The second category of 3-D ICs starts in the architectural-design phase of the system. Architects and IC designers partition the system according to the best technology in which to implement each block. Logic blocks might go into a 20-nm logic process; bulk memory, into a DRAM process; and I/Os and other AMS (analog/mixed-signal) blocks, into a large-geometry, higher-voltage process. The team would design one die in each process, optimizing the interfaces among the dice for performance needs and power constraints. They would then assemble the dice into a stack, using flip-chip technology, interposers, and TSVs (through-silicon vias) to interconnect the blocks. One panelist calls this approach technology partitioning.

The 3-D IC and you imageIn the third category, which you could call true 3-D, designers place each cell not in a plane on one die but in the 3-D space they create by stacking many dice together. TSVs become just another element in the routing hierarchy. In this mindset, a cell may land in one corner of the third die in the stack—not because of its process technology but simply because that location optimizes timing for the nets in the area. You can imagine the complexity of a placement algorithm that must keep track of the additional delays and space required for the TSVs, the thermal- and mechanical-stress impacts of the cell on its local neighborhood, and so on.

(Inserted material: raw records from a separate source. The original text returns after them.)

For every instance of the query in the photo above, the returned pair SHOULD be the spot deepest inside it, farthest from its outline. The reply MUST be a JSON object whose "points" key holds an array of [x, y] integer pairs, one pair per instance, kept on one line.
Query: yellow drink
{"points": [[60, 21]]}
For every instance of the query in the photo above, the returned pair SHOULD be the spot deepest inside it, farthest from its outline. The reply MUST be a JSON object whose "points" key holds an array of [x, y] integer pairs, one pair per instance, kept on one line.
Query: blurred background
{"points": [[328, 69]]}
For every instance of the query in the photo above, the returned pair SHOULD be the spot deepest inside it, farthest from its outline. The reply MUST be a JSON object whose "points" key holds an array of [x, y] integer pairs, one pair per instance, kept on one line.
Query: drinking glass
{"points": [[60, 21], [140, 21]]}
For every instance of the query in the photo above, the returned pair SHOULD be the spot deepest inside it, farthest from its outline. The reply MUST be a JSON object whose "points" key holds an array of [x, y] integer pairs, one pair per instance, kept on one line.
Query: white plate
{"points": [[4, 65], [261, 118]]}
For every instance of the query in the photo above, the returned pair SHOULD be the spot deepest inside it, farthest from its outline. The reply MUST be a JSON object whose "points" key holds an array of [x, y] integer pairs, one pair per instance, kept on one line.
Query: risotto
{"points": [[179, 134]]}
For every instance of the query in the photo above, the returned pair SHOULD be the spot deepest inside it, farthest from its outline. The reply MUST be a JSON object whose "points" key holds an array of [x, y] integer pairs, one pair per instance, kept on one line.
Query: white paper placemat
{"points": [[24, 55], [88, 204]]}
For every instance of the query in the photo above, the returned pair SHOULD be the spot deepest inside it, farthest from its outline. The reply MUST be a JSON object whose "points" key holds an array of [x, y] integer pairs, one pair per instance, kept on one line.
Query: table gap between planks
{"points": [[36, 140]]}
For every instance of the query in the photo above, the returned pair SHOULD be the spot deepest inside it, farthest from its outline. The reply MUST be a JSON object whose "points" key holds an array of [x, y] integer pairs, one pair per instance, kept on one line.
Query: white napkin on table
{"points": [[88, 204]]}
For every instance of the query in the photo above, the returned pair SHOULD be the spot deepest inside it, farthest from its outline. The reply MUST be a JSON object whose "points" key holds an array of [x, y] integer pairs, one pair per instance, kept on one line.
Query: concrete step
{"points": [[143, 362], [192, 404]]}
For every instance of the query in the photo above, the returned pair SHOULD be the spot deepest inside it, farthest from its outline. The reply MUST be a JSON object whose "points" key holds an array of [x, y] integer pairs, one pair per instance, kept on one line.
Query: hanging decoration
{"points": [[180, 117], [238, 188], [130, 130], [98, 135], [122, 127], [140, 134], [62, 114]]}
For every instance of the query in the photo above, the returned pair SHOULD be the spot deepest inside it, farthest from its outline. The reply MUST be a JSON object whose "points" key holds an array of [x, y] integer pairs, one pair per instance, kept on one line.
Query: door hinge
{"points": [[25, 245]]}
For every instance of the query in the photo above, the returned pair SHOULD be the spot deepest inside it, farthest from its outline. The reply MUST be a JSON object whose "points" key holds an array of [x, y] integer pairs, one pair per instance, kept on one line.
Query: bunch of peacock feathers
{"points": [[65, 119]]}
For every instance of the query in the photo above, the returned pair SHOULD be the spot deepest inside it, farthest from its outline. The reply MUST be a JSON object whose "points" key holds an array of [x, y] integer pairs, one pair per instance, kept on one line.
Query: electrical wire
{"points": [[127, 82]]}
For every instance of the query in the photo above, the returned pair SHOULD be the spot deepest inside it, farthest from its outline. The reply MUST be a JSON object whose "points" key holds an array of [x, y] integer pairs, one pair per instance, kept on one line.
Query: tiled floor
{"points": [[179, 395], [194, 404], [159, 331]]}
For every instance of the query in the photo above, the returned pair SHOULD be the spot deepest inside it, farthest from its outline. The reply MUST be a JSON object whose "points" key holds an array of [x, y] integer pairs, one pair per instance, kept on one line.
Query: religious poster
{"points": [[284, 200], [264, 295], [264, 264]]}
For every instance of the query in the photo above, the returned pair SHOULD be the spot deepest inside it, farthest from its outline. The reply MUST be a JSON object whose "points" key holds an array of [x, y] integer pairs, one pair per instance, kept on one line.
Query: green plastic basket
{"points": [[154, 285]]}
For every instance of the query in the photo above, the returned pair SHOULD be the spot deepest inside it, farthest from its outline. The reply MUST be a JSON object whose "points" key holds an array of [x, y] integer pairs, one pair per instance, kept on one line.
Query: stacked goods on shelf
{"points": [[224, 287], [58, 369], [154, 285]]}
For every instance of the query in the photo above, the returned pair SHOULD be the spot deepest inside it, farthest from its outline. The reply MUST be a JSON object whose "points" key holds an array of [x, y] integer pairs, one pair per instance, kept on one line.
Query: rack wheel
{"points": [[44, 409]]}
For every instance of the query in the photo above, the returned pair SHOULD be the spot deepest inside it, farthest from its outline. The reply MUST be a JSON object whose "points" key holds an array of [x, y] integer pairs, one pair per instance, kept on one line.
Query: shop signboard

Each of these categories has its own drawbacks and benefits. Stacking primarily delivers greater component density for space-constrained boards. Technology partitioning also offers greater density, but it further hints at cost savings and significant performance improvements from the optimized interdie interfaces. True 3-D promises the most: to take over as Moore’s Law dies out, giving you a way to continue to increase transistor density.

What does this mean to designers at the board level? In an ideal world, the three approaches would become viable one after the other, providing a continuum of improving density and performance. There’s a lot of work that must occur before we reach that ideal, however.

Clearly, stacking works today, if one partner—typically, a giant foundry—is tightly controlling a small supply chain. Technology partitioning is more problematic. Samsung recently demonstrated a wide-I/O DRAM die stacked on a logic die bearing TSVs, showing that this approach is not science fiction. Simon Burke, a Xilinx distinguished engineer, says that his company has internally produced an arrangement that stacks a dense FPGA-logic fabric in one technology atop a lower-density AMS die. Many issues still exist; these issues include diverse tool chains, lack of good TSV models, absence of thermal and mechanical 3-D modeling tools, and lack of standards.

As for true 3-D, neither design nor analysis tools exist to support it, and neither the TSVs nor the necessary die-thinning techniques are ready. KK Lin, Samsung’s director of foundry design enablement, hopes that his company will have wide I/Os available to designers in 2013, but true 3-D could still lag years behind that. In short, 3-D will come—but slowly and in waves.